Germany is expected on Friday to approve a law that shortens the path to citizenship and makes it easier to hold multiple nationalities, moves designed to ease crippling labour shortages by making the country more attractive to migrant workers.
The new law, a signature policy of Chancellor Olaf Scholz’s coalition of centrist and left-leaning parties, comes as Germany is convulsed by rows over the burden that migration is placing on public services at a time when money is scarce.
“We have to keep pace in the race to attract skilled labour,” said Interior Minister Nancy Faeser ahead of the vote in the Bundestag that will pass the new law.
“That means we need to make an offer to qualified people from the world over, just as the United States and Canada do. German citizenship is obviously part of that.”
Under the new rules, citizenship will be available after five years’ residence, reduced from eight, in line with neighbouring countries such as France. For people who are “exceptionally well integrated”, three years will be enough.
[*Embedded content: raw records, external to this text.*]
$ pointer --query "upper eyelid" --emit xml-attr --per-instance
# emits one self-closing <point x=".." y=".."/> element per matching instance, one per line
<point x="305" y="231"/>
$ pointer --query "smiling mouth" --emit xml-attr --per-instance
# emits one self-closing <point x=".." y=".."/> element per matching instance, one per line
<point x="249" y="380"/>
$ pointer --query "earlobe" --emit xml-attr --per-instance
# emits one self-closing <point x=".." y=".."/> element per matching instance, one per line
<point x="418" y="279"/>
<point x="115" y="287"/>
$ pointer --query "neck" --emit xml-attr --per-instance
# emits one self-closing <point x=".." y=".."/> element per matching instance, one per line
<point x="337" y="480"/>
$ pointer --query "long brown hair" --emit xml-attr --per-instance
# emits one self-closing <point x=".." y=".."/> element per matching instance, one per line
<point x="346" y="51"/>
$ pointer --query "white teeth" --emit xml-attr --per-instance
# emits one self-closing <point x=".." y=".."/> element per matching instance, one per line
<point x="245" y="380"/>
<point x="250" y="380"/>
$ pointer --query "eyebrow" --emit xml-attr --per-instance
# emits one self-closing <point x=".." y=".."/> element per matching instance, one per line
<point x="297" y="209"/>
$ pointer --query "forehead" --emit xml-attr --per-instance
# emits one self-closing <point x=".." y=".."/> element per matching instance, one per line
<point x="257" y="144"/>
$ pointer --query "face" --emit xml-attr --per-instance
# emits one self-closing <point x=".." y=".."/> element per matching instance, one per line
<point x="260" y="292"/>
Rules on dual nationality, now normally allowed only for citizens of other EU countries, would be loosened. That would potentially let tens of thousands of Turks, including third-generation immigrants, become voting members of German society after their parents and grandparents contributed to the country’s post-war reconstruction.
The measure passes as parties compete with each other to offer voters tougher lines on immigration, promising more rapid deportations of illegal immigrants and failed asylum seekers, in a bid to contain the rise of the far-right Alternative for Germany (AfD) party, which has been surging in the polls amid a weak economy and frustrations over public services.
The opposition conservatives, who oppose the new rules, have moved an amendment in parliament demanding a stop to the changes in order to “preserve the value of German citizenship”. The AfD says there should be no right to acquire German citizenship, which should be only a favour granted by the government.
A reform has long been demanded by progressives who say citizenship law must acknowledge the reality that Germany has been an ethnically diverse multicultural society since guest workers from Italy and Turkey first arrived to ease labour shortages in the very early 1960s.